In 1711, Pope published his Essay on Criticism, inspired by Horace and containing many little gems we all know, such as, “A little learning is a dang’rous thing,” that are now firmly lodged in the English language. In 1712 he wrote perhaps his most famous work, Rape of the Lock, a mock epic based on—fun fact here—the true story of a little dust-up between two important Catholic families: a young man had stolen a young lady’s lock of hair. A glittering satire with many allusions to Milton’s Paradise Lost ensued. In 1713 he started a six-volume translation of the Iliad, cleverly arranging to release one volume each year to subscribers. This enabled him to live off his earnings, a rare thing for an English poet. (And might I add, it’s refreshing to come across a poet who wasn’t absolutely miserable with his finances.) He did the same with his translation of the Odyssey.

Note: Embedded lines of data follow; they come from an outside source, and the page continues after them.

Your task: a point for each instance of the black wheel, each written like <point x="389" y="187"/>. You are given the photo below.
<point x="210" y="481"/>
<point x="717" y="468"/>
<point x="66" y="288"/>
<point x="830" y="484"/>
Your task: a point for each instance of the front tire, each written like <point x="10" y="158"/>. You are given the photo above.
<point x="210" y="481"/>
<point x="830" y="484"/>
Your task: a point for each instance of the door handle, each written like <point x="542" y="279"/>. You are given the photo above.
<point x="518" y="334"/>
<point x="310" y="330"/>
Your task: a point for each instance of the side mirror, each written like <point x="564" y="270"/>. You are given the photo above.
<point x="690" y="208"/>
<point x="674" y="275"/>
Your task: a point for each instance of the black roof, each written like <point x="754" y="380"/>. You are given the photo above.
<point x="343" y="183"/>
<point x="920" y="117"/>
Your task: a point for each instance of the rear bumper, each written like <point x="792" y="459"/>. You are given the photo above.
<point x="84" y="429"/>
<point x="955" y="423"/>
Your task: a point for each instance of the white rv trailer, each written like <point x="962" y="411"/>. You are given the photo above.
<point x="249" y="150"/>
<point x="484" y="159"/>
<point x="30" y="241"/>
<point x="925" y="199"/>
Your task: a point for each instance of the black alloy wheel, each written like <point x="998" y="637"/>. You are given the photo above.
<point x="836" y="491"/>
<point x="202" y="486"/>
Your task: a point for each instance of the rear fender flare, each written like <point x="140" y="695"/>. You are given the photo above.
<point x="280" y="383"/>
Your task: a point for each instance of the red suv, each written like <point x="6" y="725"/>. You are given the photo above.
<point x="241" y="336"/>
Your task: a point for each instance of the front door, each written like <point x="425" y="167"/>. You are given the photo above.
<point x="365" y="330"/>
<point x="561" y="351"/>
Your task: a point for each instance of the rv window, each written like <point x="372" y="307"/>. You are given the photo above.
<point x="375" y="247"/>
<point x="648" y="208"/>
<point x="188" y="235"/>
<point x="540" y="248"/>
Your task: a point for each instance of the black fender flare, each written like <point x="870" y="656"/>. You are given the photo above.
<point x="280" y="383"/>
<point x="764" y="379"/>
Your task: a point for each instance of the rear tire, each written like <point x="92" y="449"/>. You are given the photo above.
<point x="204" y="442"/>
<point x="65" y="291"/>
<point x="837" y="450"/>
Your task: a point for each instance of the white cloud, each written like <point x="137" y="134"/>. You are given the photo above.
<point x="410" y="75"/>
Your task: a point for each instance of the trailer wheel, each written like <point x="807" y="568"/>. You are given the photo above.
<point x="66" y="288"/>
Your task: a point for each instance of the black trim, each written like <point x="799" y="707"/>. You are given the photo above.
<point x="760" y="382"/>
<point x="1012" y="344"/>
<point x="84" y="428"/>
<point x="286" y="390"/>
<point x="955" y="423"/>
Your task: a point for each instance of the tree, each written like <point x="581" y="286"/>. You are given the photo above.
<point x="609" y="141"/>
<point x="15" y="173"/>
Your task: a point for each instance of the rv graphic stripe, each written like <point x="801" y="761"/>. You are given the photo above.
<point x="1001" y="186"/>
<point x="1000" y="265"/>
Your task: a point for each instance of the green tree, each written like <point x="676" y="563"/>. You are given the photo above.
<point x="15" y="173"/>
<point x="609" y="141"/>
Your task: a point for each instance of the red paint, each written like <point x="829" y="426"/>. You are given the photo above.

In 1728 Pope wrote his masterpiece, Dunciad, another mock epic but this one viciously satirizing his contemporary critics and scholars. He published it anonymously but fooled no one: The “hero” of Dunciad is Tibbald, son of the Goddess of Dulness, and was based on the scholar Lewis Theobald, who had criticized Pope’s edition of Shakespeare in which Pope was a little loosey-goosey with the Bard’s actual words. The poem came out, everyone on all sides got very hostile, and after that Pope “would not leave his house without two loaded pistols in his pocket” (poets.org). Note to self: don’t offend Alexander Pope. But throughout his life, Pope had many friends, including the likes of Jonathan Swift, John Gay, Henry Cromwell, and Thomas Parnell.

Pope died at the age of 56 at Twickenham, where he had lived since 1719.

Pope’s Ode to Solitude begins: Happy the man, whose wish and care / A few paternal acres bound, / Content to breathe his native air, / In his own ground… (Read the rest here.)

Have a good Monday, face bravely any deadlines that happen to be looming over your head like the sword of Damocles, and even under the most stressful of circumstances, stay scrupulously honest to the data.